As night began to ooze across the sky Jasmine and Felix emerged from the dense canopy of trees into a large, circular clearing that was deathly silent. The sounds of the valley were inaudible here and even the birds in the treetops didn't sing. Jasmine was under the impression that if she strained her ears she would hear the grass growing. There was no movement in the clearing from any living being. Even the plants didn't rustle, despite the breeze that blew through the place and made the bottom of Jasmine's dress dance. Jasmine had the feeling that she was somewhere holy, and she took her shoes off and rested them against a nearby tree trunk.

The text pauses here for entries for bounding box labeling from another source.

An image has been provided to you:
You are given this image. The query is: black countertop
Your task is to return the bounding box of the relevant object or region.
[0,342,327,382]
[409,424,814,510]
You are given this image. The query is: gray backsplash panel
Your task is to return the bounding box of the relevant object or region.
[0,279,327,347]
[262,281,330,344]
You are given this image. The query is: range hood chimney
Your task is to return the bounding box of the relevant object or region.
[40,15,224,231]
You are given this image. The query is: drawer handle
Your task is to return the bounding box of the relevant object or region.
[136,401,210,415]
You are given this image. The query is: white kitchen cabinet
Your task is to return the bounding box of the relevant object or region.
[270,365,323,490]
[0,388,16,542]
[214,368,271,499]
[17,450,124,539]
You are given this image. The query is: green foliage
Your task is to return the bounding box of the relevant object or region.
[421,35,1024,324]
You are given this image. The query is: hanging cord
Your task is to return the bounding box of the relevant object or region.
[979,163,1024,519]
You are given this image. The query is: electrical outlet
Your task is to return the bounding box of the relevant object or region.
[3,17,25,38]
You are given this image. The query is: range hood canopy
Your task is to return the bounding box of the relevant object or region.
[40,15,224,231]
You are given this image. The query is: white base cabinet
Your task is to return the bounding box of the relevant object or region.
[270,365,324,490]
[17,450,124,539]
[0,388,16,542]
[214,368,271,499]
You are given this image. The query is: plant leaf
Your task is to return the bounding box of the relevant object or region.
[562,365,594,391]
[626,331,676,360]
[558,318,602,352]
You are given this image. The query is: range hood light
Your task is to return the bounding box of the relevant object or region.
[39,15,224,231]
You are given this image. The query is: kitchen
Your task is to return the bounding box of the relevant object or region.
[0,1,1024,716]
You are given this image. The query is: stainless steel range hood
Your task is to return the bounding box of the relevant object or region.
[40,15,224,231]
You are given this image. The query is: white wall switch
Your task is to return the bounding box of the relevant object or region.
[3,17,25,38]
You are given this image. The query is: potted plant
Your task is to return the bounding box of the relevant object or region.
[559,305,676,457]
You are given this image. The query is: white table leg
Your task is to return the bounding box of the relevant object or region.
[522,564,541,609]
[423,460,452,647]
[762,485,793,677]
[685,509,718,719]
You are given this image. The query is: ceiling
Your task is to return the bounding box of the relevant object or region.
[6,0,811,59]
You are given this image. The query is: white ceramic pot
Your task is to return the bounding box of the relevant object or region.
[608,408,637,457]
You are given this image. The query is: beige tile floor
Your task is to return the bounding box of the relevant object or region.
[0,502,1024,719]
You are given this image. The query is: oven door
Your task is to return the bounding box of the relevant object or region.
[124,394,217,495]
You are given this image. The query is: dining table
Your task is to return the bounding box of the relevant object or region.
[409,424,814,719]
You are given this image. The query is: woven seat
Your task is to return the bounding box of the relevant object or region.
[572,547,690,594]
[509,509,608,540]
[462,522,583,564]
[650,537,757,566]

In the centre of the clearing was a large, egg-shaped stone that was so smooth that the edges of it almost blended seamlessly into the background. It caught the light of the full moon and seemed to amplify it before bouncing off towards the trees, bathing the clearing in an eerie milky light. Jasmine walked barefoot to the stone and ran her hand across the side.

Felix beat his hoof on the ground to get Jasmine's attention, and Jasmine (who had forgotten that he was behind her) jumped and turned around. "This is where we part ways," he said.

"You're leaving?"

Felix nodded. "I think this is as far north as I'm supposed to take you." He paced over to her and nuzzled her side. "But it's ok. I think you'll see me again. Maybe not for a very long time, but I have a funny kind of feeling that this might not be good bye."

"It is for now though?" Jasmine asked quietly.

"For now," Felix said with a smile in his voice. "You'll be fine though. I can tell." He turned towards the canopy of trees and took a couple of steps before turning his head back to Jasmine. "Oh, one more thing – when you see me again, remind me that this is where I left you. I have a feeling it's important."

Jasmine was about to ask Felix what he meant, but he shot off into the trees before she even opened her mouth. She sat alone on the polished rock with her head in her hands, the only help she had running miles away from her through the trees.